## Project Milestone 3

This project aims to build a robust model for the binary classification of email text, predicting if a message is spam (1) or ham (0). Milestone 3 is about transforming the $\approx 83,446$ raw emails from the combined_data.csv file into numerical feature matrices using at least three engineering techniques to maximize the classification model's predictive power, directly addressing the advice that strong feature input is key to success in this milestone.

In [1]:
# Setup and Data Ingestion

import pandas as pd
import numpy as np
import re
import nltk

# Import required libraries for cleaning and vectorization
from nltk.corpus import stopwords
from nltk.stem import WordNetLemmatizer
from sklearn.feature_extraction.text import TfidfVectorizer
from sklearn.feature_extraction.text import CountVectorizer

nltk.download('stopwords')
nltk.download('wordnet')

# --- DATA INGESTION ---
# CRITICAL: Loading the full dataset identified in Milestone 2.
file_name = 'combined_data.csv'
try:
    # We use 'latin-1' or 'ISO-8859-1' encoding to handle text data that may contain special characters.
    df = pd.read_csv(file_name, encoding='latin-1') 
    
    # Generic column cleanup for common dataset structure
    df.columns = ['label', 'text']
    df = df[['text', 'label']].copy() # Keep only the two required columns

    # Convert the label column to 0/1 (if not already)
    df['label'] = df['label'].astype(int)
    
    # Handle any potential missing values by filling with an empty string
    df['text'].fillna('', inplace=True)
    
    print(f"Full Dataset Loaded: {file_name}")
    print(f"Shape: {df.shape}")
    print("\nFirst 5 Rows (for confirmation):")
    print(df.head())
    
except FileNotFoundError:
    print(f"ERROR: The file '{file_name}' was not found. Please ensure it is in the correct directory.")

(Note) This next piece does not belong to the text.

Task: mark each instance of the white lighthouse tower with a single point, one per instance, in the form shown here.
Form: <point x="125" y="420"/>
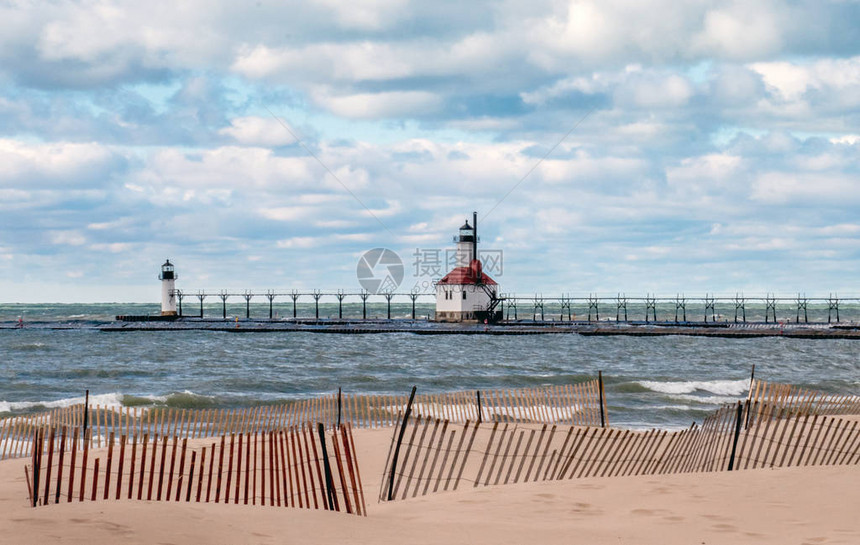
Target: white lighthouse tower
<point x="466" y="293"/>
<point x="168" y="289"/>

[nltk_data] Downloading package stopwords to
[nltk_data]     C:\Users\chani\AppData\Roaming\nltk_data...
[nltk_data]   Package stopwords is already up-to-date!
[nltk_data] Downloading package wordnet to
[nltk_data]     C:\Users\chani\AppData\Roaming\nltk_data...
[nltk_data]   Package wordnet is already up-to-date!


Full Dataset Loaded: combined_data.csv
Shape: (83448, 2)

First 5 Rows (for confirmation):
                                                text  label
0  ounce feather bowl hummingbird opec moment ala...      1
1  wulvob get your medircations online qnb ikud v...      1
2   computer connection from cnn com wednesday es...      0
3  university degree obtain a prosperous future m...      1
4  thanks for all your answers guys i know i shou...      0


The behavior will change in pandas 3.0. This inplace method will never work because the intermediate object on which we are setting values always behaves as a copy.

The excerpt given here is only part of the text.